Ela aprendeu a viajar de carro sem reclamar e foi companheira da vó nas idas da praia pro sítio. No Guarujá, se esparramava na sacada em busca de sol ou se escondia no armário de toalhas de banho quando esqueciam aberto. De manhã, parava do lado da mesa da sala esperando um pedacinho de presunto enquanto minha mãe tomava café. O fato mais curioso sobre a Chamusquinha é que ela nunca gostou de criança, vai saber por quê.

Nos últimos tempos, ela só dormia e pedia carinho. Estava ficando velhinha, mas a gente não percebeu que 15 anos passaram voando.

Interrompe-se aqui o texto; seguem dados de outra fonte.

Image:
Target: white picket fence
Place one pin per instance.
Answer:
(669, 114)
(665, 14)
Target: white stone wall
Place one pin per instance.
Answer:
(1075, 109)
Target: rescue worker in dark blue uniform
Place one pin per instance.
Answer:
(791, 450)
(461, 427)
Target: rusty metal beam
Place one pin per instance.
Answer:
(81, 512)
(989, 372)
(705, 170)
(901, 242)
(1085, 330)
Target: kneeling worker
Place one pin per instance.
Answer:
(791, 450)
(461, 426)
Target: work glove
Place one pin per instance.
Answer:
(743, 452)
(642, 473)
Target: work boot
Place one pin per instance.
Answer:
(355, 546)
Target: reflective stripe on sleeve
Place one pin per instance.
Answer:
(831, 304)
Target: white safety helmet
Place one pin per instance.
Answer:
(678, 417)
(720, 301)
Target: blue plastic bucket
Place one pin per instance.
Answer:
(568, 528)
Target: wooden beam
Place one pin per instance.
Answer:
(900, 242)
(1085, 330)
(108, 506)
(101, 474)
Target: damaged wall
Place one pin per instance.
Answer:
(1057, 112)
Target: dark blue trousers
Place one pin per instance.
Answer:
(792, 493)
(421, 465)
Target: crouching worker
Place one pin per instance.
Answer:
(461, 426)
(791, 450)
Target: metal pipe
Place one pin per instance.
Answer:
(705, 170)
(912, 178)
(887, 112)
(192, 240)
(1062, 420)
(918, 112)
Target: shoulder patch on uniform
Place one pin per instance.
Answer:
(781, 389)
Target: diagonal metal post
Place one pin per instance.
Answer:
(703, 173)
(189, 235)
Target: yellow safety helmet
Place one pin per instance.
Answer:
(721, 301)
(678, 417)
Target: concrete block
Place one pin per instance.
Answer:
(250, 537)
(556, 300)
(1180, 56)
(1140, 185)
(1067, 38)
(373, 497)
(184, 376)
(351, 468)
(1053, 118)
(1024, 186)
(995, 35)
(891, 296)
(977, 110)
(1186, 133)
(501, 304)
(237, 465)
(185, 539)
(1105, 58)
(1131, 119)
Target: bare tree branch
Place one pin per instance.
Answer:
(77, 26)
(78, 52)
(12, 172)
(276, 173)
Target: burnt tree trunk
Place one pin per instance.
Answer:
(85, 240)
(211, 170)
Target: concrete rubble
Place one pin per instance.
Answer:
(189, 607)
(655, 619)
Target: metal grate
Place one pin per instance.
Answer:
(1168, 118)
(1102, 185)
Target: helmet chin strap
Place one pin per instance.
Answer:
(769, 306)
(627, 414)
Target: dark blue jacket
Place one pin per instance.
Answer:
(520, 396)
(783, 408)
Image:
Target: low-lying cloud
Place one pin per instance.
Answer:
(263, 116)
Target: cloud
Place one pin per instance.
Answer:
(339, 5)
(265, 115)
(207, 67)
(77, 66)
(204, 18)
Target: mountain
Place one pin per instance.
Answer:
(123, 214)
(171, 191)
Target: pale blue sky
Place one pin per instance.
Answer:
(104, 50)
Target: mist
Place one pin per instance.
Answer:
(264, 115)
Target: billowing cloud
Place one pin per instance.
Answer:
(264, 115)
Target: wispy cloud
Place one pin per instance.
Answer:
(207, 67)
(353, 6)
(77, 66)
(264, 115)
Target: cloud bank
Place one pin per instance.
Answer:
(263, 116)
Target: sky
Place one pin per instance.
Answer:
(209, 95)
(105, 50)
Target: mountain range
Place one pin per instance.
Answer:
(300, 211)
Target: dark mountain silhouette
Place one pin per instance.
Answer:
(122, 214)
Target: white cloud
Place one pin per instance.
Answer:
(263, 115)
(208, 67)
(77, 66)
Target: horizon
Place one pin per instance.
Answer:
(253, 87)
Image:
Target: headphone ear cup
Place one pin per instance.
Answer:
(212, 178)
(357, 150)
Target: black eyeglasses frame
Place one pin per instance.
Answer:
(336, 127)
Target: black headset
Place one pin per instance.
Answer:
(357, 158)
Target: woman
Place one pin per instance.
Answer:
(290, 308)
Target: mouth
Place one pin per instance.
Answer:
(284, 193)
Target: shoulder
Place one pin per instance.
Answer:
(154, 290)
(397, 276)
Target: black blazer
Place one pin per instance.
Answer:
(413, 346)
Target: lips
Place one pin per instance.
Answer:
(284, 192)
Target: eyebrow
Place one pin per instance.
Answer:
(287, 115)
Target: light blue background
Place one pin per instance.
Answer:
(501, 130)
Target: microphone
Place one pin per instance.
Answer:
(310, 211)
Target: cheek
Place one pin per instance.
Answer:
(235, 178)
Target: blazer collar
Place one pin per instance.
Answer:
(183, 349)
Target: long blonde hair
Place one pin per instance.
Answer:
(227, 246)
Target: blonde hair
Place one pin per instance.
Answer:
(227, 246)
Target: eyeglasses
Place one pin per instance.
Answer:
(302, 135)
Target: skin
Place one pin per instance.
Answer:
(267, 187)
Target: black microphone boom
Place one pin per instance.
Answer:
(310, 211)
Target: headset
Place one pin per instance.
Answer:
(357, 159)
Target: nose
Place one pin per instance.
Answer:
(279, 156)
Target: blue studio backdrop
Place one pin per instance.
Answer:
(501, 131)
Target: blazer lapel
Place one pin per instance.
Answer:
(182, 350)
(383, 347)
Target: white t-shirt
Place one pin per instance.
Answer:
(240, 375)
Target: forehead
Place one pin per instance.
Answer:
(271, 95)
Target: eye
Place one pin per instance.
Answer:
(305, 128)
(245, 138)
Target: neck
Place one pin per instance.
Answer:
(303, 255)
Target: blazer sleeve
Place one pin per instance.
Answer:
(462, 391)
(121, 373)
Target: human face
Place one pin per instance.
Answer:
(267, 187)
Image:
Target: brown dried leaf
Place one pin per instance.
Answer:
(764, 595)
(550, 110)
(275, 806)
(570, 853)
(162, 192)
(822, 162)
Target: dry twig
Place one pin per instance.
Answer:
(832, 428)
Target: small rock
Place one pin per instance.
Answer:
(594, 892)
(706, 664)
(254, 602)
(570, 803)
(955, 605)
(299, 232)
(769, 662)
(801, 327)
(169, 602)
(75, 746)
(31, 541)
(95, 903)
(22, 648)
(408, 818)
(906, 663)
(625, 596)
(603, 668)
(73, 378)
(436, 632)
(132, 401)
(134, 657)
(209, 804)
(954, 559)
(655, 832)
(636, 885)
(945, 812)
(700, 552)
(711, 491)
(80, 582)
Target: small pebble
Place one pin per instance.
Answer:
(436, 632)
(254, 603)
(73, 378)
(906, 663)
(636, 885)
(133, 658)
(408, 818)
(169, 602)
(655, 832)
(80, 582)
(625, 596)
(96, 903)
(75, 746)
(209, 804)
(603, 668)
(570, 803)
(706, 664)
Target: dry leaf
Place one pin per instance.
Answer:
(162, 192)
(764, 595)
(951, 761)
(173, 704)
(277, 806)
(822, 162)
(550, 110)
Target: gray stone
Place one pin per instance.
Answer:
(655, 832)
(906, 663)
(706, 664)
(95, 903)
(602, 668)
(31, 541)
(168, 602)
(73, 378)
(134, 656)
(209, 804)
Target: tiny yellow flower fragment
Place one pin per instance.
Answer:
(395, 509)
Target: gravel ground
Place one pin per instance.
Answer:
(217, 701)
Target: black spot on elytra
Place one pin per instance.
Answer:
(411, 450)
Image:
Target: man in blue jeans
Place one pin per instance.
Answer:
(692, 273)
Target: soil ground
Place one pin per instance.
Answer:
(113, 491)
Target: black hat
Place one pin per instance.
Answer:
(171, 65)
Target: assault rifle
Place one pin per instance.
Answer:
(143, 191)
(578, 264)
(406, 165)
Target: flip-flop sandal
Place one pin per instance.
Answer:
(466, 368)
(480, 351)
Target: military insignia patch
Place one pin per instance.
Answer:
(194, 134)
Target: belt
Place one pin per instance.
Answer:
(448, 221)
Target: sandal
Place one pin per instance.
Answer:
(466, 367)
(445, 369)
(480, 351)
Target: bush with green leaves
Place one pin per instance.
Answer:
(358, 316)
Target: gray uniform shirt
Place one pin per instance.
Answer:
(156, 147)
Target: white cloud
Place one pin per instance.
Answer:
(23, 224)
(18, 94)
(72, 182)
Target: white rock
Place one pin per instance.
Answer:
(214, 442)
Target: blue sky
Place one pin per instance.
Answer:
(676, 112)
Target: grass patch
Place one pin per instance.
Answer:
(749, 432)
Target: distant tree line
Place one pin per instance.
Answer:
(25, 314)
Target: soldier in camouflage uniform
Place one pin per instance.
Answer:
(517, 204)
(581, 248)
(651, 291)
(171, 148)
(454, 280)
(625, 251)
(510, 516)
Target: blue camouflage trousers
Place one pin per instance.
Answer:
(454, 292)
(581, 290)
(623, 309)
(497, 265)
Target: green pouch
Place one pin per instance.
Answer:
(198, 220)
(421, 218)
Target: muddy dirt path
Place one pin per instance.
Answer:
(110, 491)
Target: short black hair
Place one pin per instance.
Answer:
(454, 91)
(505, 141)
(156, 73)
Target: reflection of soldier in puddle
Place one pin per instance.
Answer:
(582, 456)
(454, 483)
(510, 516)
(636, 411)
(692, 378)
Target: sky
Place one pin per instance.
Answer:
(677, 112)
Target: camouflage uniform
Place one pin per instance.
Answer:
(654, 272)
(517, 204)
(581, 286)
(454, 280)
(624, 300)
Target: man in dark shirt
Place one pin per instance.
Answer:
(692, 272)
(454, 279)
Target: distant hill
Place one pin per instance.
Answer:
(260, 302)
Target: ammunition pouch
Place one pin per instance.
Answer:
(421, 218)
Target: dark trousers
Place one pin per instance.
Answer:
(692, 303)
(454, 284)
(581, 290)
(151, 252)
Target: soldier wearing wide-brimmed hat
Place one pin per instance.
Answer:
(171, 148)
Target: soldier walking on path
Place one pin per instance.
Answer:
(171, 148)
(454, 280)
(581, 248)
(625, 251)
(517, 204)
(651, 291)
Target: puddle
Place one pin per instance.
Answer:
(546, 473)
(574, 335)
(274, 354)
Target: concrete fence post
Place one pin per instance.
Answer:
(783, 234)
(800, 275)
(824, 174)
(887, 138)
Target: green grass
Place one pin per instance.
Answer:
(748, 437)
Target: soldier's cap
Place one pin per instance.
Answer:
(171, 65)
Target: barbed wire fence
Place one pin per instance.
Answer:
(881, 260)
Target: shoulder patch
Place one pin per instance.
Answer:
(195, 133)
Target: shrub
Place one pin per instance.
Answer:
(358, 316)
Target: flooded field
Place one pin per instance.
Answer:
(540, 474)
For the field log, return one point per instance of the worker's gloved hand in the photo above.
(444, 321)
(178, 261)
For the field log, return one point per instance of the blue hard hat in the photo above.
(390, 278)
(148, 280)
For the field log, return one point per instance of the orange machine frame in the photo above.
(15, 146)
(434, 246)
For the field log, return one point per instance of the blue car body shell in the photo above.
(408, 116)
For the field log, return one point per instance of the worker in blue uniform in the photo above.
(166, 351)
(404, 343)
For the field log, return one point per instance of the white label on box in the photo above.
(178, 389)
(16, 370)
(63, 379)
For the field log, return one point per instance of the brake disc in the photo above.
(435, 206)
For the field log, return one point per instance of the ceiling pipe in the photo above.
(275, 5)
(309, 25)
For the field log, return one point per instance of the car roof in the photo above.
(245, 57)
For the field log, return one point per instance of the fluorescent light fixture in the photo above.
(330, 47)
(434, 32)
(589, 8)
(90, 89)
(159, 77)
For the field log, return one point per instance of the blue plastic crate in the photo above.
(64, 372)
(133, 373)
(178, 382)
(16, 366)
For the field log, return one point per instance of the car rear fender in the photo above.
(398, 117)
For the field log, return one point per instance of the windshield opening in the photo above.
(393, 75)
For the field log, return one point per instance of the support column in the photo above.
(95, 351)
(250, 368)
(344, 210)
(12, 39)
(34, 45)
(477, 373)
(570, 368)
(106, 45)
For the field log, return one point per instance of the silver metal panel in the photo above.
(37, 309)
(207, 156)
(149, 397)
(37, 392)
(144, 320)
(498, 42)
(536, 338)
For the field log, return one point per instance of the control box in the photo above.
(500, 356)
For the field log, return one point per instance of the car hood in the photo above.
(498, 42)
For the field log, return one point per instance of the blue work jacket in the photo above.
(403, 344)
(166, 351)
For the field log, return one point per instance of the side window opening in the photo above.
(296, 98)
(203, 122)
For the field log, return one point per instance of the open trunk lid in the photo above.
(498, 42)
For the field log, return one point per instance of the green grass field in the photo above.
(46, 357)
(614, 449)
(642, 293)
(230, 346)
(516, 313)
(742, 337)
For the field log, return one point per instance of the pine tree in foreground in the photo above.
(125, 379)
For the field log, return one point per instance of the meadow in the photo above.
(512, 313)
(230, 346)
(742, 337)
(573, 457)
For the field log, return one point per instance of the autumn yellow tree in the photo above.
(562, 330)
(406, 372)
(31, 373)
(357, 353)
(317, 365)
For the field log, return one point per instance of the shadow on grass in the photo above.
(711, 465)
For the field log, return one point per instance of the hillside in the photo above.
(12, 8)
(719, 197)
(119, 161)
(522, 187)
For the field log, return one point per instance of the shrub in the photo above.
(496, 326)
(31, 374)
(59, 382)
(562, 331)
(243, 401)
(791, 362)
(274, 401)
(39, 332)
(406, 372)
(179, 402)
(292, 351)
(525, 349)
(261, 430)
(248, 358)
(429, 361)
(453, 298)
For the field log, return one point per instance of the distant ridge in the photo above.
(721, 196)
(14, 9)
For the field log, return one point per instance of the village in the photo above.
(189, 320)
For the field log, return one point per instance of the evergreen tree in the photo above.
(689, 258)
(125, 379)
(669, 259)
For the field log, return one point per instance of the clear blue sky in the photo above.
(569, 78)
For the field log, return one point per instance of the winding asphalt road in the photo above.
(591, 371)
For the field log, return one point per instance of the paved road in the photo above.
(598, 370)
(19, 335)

Ela foi se escondendo pela casa, parou de comer e os pais fizeram o que puderam para cuidar, mas o corpinho não aguentou. A última vez que olhei em seus olhos, eles entregaram tudo: ela já não estava mais aqui. Minha mãe tomou uma decisão difícil, mas muito carinhosa e deixou sua gatinha partir dormindo. E hoje ela está guardada debaixo do ipê roxo que leva o nome da nonna, no quintal do sítio que ela adorava explorar.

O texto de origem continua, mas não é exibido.